Deep dive · Observability
Grafana Cloud + OpenTelemetry
SolveWatch instruments every layer of the pipeline — from VAD and Whisper decode inside the Python transcriber to AI provider latency and token cost in the Node backend — and ships it all to Grafana Cloud over OTLP, without ever touching the hot answer path.
Architecture: two services, one Grafana destination
Both the Node.js backend (src/utils/telemetry.js) and the Python transcriber (transcriber/telemetry.py) ship an identical OTel stack: a metrics pipeline backed by MeterProvider with a PeriodicExportingMetricReader (10 s batch) and a logs pipeline backed by LoggerProvider with BatchLogRecordProcessor (5 s flush, 10 k bounded queue). Both export over OTLP HTTP to Grafana Cloud.
The previous on-disk NDJSON writers (logs/app.jsonl, logs/memory.jsonl) have been removed. Grafana Cloud is now the single log destination. If telemetry is disabled or the endpoint is unreachable, every call is a no-op — the answer pipeline is never blocked.
Node.js backend metrics
The server instruments every step of both the screenshot and listen flows. Histograms capture latency distributions; counters track throughput and cost.
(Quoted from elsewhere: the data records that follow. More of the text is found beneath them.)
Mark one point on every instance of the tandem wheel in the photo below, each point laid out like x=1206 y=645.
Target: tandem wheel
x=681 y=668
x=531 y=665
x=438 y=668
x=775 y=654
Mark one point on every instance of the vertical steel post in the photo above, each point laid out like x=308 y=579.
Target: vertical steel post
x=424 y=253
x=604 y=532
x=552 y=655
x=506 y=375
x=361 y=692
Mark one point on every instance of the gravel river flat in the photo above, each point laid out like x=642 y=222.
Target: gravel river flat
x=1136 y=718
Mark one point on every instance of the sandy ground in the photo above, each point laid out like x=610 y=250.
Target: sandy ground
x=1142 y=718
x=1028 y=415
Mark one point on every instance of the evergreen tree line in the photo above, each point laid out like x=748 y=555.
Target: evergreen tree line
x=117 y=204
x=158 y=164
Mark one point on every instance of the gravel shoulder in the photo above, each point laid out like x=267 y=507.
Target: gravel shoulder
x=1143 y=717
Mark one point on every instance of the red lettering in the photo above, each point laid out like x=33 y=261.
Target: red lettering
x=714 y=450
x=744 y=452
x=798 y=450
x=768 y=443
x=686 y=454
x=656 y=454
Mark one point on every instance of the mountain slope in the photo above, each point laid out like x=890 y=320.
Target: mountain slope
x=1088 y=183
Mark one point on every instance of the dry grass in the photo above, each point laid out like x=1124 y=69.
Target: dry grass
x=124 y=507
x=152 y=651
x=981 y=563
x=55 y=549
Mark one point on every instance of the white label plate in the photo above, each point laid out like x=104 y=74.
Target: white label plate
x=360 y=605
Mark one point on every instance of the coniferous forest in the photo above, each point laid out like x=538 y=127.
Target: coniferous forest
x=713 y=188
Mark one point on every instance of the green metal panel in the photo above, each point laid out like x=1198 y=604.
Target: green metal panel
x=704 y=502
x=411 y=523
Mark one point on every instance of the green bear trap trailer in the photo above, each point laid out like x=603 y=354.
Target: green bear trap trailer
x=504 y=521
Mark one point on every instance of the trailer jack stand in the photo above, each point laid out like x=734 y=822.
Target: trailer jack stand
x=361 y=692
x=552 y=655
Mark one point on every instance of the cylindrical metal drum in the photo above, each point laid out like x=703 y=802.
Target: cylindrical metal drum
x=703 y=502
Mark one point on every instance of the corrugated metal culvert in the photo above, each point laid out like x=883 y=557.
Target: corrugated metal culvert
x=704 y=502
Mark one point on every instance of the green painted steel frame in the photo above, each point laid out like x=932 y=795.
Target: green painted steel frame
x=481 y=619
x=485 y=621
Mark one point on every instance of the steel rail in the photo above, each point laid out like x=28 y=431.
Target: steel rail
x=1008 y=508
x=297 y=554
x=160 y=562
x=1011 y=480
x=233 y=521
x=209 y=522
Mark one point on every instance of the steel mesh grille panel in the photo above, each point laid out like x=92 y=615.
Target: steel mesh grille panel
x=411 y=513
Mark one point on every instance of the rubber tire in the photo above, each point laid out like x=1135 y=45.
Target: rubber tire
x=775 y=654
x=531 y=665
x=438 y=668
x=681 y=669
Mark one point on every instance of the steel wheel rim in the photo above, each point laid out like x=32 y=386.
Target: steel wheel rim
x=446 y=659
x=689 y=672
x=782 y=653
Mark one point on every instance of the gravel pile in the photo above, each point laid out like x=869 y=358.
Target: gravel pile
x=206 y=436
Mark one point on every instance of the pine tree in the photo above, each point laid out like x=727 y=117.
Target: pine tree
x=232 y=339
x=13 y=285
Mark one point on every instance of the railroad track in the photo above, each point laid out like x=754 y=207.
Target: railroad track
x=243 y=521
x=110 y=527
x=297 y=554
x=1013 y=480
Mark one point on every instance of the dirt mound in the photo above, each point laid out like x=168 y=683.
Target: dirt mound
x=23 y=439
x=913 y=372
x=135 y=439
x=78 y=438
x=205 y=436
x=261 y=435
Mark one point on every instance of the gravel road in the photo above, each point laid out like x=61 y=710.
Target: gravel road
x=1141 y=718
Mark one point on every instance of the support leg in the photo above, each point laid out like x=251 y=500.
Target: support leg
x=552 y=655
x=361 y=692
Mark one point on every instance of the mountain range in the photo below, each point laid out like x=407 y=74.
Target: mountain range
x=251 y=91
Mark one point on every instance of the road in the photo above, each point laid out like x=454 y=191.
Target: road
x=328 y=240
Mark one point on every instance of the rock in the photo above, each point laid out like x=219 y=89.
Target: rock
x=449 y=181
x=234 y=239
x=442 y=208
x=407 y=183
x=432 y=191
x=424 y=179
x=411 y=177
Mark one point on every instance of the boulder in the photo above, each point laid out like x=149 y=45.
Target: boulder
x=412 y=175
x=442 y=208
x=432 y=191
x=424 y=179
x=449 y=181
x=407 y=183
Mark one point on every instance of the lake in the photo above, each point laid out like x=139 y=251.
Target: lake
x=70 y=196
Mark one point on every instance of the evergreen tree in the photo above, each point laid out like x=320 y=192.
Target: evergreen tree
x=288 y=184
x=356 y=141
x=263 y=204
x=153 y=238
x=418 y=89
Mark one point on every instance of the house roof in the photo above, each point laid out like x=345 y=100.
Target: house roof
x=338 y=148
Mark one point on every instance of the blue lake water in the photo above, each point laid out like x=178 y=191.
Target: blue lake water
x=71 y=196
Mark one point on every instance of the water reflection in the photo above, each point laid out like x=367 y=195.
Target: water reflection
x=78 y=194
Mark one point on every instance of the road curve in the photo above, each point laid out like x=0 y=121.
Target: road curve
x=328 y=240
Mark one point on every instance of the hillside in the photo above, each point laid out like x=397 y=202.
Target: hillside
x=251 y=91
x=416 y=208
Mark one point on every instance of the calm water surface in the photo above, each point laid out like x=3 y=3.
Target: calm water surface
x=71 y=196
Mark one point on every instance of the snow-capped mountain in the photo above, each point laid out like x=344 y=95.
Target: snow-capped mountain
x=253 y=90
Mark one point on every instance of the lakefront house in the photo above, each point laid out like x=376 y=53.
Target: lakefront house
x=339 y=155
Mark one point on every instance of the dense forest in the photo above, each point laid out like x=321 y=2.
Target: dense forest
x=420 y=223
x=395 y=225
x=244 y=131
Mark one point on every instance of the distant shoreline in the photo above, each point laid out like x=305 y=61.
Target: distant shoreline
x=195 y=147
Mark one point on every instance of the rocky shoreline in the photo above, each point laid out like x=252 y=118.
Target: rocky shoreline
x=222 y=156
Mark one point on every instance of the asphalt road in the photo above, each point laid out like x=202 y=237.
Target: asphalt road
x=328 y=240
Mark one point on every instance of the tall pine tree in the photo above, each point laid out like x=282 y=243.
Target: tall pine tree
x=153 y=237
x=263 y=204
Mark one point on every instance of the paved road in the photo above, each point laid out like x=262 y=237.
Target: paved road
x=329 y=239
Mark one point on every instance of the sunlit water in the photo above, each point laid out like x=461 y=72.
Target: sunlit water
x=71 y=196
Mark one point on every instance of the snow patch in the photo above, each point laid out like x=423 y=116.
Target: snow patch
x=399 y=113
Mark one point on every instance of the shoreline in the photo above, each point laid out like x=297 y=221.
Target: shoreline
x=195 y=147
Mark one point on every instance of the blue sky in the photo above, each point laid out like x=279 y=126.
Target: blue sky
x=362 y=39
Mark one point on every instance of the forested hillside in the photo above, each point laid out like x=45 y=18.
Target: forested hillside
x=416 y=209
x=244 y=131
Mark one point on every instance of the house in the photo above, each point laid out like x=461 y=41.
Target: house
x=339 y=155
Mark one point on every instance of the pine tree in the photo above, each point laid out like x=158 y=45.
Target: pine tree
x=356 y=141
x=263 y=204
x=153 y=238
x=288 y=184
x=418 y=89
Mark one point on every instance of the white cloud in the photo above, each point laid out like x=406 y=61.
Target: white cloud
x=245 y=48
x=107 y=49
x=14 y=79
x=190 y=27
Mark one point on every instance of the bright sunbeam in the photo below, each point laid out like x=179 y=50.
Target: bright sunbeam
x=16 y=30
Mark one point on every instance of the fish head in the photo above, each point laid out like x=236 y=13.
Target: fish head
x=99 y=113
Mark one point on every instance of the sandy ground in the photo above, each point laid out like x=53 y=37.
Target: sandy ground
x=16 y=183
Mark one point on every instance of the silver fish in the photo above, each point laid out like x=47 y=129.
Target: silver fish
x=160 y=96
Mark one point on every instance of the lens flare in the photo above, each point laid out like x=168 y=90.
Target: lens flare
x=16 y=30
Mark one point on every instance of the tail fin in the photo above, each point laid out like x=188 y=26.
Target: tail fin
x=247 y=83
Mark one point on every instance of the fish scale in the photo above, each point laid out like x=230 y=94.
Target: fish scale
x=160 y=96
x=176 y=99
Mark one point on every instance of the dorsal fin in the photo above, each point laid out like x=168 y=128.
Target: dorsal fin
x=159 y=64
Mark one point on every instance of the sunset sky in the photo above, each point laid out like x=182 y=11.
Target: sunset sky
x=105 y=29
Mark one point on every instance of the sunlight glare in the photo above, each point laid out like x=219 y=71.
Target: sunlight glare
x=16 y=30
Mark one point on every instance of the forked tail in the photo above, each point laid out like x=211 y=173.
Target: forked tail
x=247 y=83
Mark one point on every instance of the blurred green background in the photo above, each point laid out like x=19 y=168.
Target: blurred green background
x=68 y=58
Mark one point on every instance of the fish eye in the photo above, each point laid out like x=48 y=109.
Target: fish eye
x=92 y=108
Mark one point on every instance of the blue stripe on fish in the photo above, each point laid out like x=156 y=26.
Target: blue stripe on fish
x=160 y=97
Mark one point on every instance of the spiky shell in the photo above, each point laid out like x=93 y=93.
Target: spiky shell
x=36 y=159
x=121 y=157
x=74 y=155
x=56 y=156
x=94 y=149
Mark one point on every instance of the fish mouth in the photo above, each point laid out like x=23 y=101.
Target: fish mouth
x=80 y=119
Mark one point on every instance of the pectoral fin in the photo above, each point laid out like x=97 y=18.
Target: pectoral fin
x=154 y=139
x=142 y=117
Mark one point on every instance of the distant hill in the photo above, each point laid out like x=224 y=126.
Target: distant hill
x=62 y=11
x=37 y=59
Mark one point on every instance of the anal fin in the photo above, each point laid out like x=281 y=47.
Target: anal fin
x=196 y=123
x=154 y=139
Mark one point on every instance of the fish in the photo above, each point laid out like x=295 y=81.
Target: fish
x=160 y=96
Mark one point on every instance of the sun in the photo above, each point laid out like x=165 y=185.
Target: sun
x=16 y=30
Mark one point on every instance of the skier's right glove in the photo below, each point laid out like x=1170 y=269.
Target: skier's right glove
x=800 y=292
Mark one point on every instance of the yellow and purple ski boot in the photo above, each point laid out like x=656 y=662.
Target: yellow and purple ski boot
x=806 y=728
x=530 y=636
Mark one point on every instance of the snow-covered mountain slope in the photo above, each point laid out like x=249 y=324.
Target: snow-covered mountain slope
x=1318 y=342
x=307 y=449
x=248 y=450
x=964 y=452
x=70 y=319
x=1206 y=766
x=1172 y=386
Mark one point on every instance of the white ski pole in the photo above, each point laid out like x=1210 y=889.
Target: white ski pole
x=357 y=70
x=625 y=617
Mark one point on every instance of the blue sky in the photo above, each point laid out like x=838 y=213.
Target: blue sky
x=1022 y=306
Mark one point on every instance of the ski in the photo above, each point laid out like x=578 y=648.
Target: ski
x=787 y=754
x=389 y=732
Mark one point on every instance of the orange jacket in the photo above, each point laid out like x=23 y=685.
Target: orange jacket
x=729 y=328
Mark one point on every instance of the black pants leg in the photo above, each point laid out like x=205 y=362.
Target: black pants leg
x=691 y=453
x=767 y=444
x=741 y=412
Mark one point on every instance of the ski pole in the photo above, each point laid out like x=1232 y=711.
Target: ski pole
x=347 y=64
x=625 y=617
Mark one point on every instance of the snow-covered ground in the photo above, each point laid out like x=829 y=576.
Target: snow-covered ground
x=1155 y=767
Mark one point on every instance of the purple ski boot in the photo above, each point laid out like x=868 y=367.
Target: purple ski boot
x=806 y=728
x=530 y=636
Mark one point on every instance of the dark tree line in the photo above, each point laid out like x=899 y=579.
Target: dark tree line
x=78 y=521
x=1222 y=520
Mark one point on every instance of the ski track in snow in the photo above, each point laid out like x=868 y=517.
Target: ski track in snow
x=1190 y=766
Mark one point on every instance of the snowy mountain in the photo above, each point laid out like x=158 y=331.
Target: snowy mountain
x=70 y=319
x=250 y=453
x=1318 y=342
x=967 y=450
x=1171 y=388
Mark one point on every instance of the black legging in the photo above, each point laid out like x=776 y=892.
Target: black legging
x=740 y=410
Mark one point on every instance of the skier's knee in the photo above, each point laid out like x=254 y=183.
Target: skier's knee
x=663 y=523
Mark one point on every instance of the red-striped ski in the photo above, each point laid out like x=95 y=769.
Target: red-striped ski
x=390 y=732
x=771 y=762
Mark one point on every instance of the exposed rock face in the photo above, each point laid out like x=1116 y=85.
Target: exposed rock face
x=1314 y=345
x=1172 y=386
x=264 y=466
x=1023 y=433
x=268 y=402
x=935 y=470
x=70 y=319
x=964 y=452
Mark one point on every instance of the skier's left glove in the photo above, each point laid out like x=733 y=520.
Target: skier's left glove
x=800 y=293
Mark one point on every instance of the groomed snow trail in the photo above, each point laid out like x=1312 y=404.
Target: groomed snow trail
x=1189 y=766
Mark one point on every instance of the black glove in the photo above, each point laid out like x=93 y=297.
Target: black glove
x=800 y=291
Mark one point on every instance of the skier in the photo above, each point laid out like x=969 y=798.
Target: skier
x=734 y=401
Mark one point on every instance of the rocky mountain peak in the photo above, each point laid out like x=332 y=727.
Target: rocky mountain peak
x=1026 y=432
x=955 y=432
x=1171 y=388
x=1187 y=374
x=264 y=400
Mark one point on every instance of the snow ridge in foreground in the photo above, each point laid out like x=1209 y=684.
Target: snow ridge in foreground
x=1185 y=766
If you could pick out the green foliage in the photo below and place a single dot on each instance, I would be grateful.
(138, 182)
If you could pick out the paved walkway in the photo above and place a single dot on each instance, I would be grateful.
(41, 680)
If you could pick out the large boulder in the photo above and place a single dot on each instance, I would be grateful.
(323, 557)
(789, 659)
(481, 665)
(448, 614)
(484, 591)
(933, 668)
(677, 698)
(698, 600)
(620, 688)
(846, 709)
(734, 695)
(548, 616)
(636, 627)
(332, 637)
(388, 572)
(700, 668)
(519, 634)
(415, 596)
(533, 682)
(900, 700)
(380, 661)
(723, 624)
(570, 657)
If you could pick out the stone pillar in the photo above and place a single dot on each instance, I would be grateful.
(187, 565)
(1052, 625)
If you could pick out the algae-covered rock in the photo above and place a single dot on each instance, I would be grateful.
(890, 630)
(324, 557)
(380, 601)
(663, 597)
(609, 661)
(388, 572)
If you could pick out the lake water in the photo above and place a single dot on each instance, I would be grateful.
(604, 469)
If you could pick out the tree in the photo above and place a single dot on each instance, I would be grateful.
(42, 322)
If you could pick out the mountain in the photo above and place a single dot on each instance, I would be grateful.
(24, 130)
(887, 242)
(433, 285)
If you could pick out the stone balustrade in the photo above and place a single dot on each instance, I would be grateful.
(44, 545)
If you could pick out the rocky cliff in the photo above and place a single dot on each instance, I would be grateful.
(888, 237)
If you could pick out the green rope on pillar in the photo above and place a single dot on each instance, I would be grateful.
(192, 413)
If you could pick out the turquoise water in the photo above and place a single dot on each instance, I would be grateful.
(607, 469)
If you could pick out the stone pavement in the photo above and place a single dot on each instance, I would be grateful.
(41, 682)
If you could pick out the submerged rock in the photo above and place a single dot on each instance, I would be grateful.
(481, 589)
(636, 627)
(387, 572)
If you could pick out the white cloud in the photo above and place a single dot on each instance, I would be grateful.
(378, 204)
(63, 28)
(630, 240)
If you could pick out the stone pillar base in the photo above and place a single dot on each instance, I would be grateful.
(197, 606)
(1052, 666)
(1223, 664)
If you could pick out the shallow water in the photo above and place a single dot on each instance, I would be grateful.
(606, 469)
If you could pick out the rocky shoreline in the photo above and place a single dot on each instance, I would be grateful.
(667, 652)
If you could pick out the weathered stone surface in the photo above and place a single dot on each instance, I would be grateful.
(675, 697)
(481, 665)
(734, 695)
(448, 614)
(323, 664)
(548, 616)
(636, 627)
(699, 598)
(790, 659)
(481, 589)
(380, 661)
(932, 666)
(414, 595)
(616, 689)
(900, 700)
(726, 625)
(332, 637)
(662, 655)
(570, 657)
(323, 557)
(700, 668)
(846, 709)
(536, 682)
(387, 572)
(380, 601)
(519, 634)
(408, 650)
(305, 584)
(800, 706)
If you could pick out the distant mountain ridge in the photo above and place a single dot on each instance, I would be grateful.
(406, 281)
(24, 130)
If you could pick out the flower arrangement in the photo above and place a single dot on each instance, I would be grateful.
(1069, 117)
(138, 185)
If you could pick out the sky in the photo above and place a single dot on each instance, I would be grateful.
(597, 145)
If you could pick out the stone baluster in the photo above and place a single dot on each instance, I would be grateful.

Python transcriber metrics
The transcriber instruments VAD, Whisper, and speaker identification — the three steps where latency variance most affects the time between when someone finishes speaking and when the AI starts answering.
Host and process gauges (both services)
Both services run a background sampler (10 s interval on a daemon thread / unref'd interval) that pushes system-resource gauges. On Apple Silicon the sampler reports MPS-allocated memory via PyTorch; on NVIDIA it uses pynvml. These gauges include host_name, host_owner, and device_cpu_brand as direct metric labels so Grafana dashboards can filter by machine without relying on resource attribute promotion.
Multi-machine identity
Every metric and log record carries OTel resource attributes that uniquely identify the machine. host.id uses IOPlatformUUID on macOS and /etc/machine-id on Linux — it stays stable across reboots. Both services derive the same host.id for a given machine, so logs from Node and metrics from Python can be correlated in Grafana without a join key.
Logging: from NDJSON files to Loki
Previously, file-logger.js and memory-logger.js wrote structured NDJSON to logs/app.jsonl and logs/memory.jsonl on disk. In this overhaul those writers have been replaced: both modules now delegate to telemetry.logEvent(), which emits an OTel log record to Grafana Loki via the same OTLP HTTP exporter. The call-site API is identical — no existing event emitters changed.
Logs are queued in a bounded BatchLogRecordProcessor (max 10 k records, flush every 5 s). If Grafana is unreachable, the OTel SDK retries with exponential backoff and drops the oldest records when the queue fills — the answer path is never blocked. The same design applies on the Python side (log_writer.py → telemetry.log()).
Configuration
Telemetry is configured in config/api-keys.json under a telemetry key and can be toggled live from the settings page at http://localhost:4000/settings — no restart required. The settings page validates the OTLP endpoint before saving by POSTing an empty metrics payload and checking the response code.